Managing common metrics across multiple date tables


#1

I am building a dashboard for my brother’s medical practice. The data is coming from a practice management system and contains tables such as:

  • Appointments
  • Charges
  • Payments
  • Patient profiles
    etc.

I created a date table for use in patient appointment report pages and linked it to appointments table. I then realized I needed a date table for filtering charges so created a separate Charges Date Table.

Now here’s an example of the problem I am running in to:

I have a measure called # patient encounters = COUNT(Patient_Encounters[Encounter_UID]).
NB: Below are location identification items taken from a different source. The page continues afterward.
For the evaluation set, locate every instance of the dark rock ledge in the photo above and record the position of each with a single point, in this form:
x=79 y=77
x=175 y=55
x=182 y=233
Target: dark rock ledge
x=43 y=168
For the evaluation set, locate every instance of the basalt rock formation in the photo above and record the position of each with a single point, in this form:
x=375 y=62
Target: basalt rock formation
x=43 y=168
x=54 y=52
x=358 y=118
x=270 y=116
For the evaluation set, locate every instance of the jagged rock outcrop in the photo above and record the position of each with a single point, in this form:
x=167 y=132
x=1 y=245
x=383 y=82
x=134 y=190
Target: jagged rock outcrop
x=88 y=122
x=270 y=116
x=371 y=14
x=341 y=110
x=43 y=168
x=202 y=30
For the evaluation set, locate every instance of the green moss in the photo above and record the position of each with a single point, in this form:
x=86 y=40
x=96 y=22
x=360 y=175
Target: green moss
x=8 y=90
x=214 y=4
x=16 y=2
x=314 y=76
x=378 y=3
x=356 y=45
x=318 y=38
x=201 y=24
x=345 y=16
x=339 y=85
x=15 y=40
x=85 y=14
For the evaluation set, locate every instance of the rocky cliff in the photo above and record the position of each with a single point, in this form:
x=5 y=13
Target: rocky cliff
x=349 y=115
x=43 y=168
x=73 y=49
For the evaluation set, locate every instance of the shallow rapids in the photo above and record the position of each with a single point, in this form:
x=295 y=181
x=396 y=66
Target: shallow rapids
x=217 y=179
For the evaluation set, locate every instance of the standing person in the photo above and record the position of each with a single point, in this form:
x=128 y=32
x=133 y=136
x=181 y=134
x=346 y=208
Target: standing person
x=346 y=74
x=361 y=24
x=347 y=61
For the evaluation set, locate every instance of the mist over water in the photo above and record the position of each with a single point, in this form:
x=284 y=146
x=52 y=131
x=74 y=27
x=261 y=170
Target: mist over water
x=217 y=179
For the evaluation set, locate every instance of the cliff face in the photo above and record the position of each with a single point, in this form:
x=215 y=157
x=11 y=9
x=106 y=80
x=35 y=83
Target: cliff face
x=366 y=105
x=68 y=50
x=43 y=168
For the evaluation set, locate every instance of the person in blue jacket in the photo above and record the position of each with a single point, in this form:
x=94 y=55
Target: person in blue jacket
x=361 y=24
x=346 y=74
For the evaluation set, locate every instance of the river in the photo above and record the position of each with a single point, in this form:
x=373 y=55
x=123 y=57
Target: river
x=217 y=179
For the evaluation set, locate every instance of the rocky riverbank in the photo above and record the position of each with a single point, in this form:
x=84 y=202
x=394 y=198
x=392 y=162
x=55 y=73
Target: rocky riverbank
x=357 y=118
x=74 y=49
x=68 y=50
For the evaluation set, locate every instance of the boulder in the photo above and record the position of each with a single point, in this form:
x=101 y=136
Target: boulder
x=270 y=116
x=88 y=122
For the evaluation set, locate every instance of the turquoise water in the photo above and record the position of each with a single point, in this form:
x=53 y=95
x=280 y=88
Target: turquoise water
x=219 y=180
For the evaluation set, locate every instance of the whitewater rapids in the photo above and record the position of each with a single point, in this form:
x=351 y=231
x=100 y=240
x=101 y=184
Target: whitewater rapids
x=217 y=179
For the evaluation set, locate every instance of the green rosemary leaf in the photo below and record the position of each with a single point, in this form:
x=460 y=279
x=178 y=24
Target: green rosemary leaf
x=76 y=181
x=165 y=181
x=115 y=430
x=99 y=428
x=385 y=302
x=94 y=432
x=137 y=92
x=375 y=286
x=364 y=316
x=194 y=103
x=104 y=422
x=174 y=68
It gets filtered down in a report page that looks at patient volume metrics based on the Appointments Table.

Now I am creating a separate report page for charges, which has its own date table. Naturally, if I add the measure # patient encounters to that page I get the total patient encounters because the Charges Date Table is not filtering the measure.

I don’t want to affect the use of the patient encounter measure in other pages by making it actively related to the charges date table. What would you suggest I do?

  • Create a duplicate patient volume measure which uses the relationship between charges date table and appointments?
  • Replace the # patient encounter measure with something smarter, and what would that be?

Here’s the graphic for my situation:


#2

Firstly you model needs to be simplified. Certainly review this course when you can. It’s incredibly important to set up the data model as intuitively as possible.

You should only have one date table first of all. So that needs to be changed before you do anything else.

Just looking at this closely, there’s not much point in moving forward until the model is optimized as the answer will be so simple once this is fixed up.

You want to make sure you lookup table are on the top row and your fact table on the bottom row, and have a waterfall of filter flowing down the hill.

You filters should all be really intuitive and you need to be able to visualize this simply.

Can you go through the course? Everything you need is in there and will save you 100s of hours on the development side if you can clean this up.

Chrs
Sam


#3

Thanks to Sam’s suggested viewing materials (Advanced Data Transformations & Modeling) I completely re-built my data model. Experienced relational database designers are at a disadvantage here because it is counter-intuitive to flatten and simplify the database design which works for you when you are creating an application.

Here is the data model before and after:

Before:

After:

as Sam pointed out to me - creating queries becomes much simpler and straightforward once I did away with multiple directional relationships: everything flows in waterfall style as he advises and so I just needed one single date table to run the entire model.

Thank you Sam!


#4

Really brilliant, so simple and intuitive the updated version. Your DAX will be so simple now it’s crazy to what it would have to have had before.